Picture the scene. It’s 1991 and you have a whopping £40 birthday money in your wallet. As you glance over the Mega Drive section in your local game store, you’re met with some of the biggest names of the era. Mickey Mouse, Donald Duck, Michael Jackson, Spider-Man…and a hot new release called Sonic the Hedgehog. Gynoug is there too, but due to its obscure name and uninspiring artwork – featuring a bare-chested winged warrior – it gets just a cursory glance.https://mirziamov.ru/
Gynoug did seem to genuinely suffer this fate upon release. It was one of those games, alongside pack-ins Altered Beast and Mega Games 1, that was commonly found in bargain bins. It reviewed reasonably well, but was soon eclipsed by bigger, more exciting, Mega Drive games.
Over time, it did find an audience. Once a collector’s market for the Mega Drive emerged, it was championed as one of the more robust and lesser-known shooters on the system. Until a decade or so ago, it was relatively inexpensive to purchase too. Nowadays, you’re looking at £20-£30.
This digital re-release will set you back a mere £5.99, presenting a cheaper way to play. It’s full of typical modern comforts including save states, a rewind feature, cheats – which can be activated on the fly – plus a choice of borders, screen sizes, and authentic CRT shaders. If you played last month’s Gleylancer re-release, or Turrican Flashback from the beginning of 2021, you’ll recognise the way it’s presented – it comes from the same broad-shouldered team.

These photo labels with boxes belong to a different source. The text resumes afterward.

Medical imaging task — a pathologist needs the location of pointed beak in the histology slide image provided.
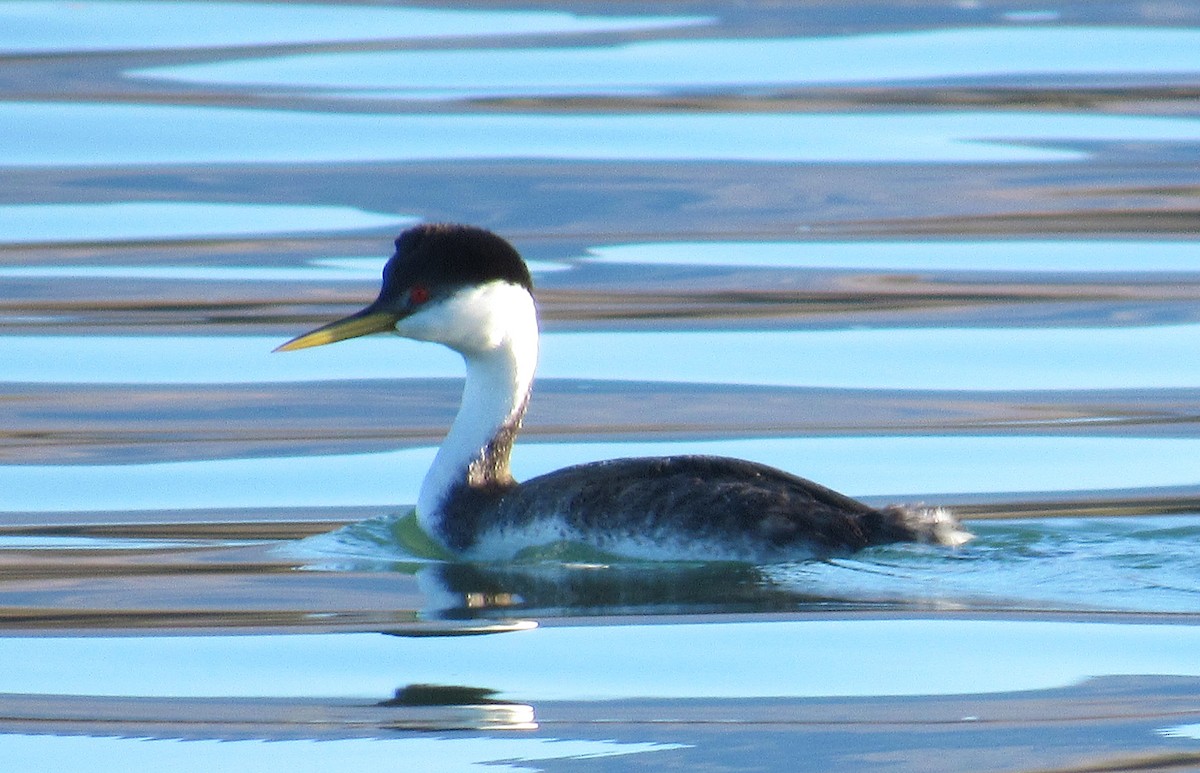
[275,306,397,352]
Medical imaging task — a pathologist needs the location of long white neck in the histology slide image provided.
[410,282,538,537]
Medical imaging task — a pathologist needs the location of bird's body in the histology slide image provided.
[280,226,970,562]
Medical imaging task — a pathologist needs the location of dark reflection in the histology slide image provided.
[0,676,1200,773]
[0,684,538,743]
[419,562,918,621]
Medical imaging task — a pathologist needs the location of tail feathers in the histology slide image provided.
[882,504,974,547]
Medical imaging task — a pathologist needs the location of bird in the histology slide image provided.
[276,223,971,563]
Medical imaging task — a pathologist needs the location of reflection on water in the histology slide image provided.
[9,102,1200,167]
[0,0,712,53]
[0,202,416,244]
[0,1,1200,773]
[131,25,1200,98]
[587,239,1200,273]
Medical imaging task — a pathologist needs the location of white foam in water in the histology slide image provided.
[1158,725,1200,741]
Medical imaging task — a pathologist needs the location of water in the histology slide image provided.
[0,0,1200,771]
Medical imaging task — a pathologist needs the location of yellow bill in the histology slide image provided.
[275,308,396,352]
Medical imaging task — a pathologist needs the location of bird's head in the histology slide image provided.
[275,224,536,354]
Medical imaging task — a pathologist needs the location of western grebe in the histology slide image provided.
[276,224,970,562]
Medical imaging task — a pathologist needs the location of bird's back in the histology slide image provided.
[444,456,937,561]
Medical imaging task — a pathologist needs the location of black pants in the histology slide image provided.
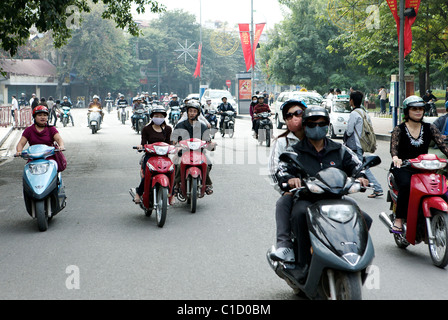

While it’s hard to fault the quality of emulation, bar infrequent flickering along the top of the screen, Gynoug makes a rough first impression. The main character sprite looks like it has leapt from an 8-bit game (Gynoug has no facial features whatsoever) and there’s no tutorial or visual prompts to explain the power-up system, which uses two coloured gauges and an array of different collectables. Because there’s no digital manual either this led to some fumbling during the first ten minutes. Eventually, after some experimentation, we realised it’s possible to cycle through magic spells and that some bestow defensive boosts.
It isn’t long Gynoug reveals its forte. The bosses are mini-marvels – screen-filling grotesque beasts with beating hearts and other visible organs, which remain impressively drawn today. During these battles, it even edges into bullet hell territory, with one boss spewing tiny red blood cells. Another spits projectiles that then split into three smaller types, while a later boss tends to emit homing projectiles. While this may sound worrying, power-ups are dished out generously, even giving the ability to shoot from behind.
Despite backdrops being repetitive, there’s a degree of flair present – the first stage has a screen-shaking earthquake effect, while the last stage features parallax scrolling. These examples are far and few between though, which doesn’t come as much of a surprise. In 1991, developers were still getting to grips with the Mega Drive, while also restricted by small cart sizes. This is most evident by the game’s length – just five stages, and one final boss rush stage. It still manages to pack in some decent music, although it’s debatable as to whether it’s worth turning the volume up.
Gynoug is a slightly odd proposition. It isn’t a genre high note, lacking in excitement and innovation, and it certainly wasn’t one of the best Mega Drive’s shooters. But neither is it inadequate despite its shortness – controls are responsive, the power-up system allows for experimentation, and it moves at a speedy pace. The bosses are all memorable too…especially the one resembling a phallus. Oo-er.
It’s a bit difficult to recommend over the far more exciting Gleylancer (also £5.99) but providing you don’t rely on the rewind feature too heavily, you’ll still get plenty of bang for your six bucks.
Gynoug is out 12th November on PS4, Xbox One and Switch. Published by Ratalaika Games.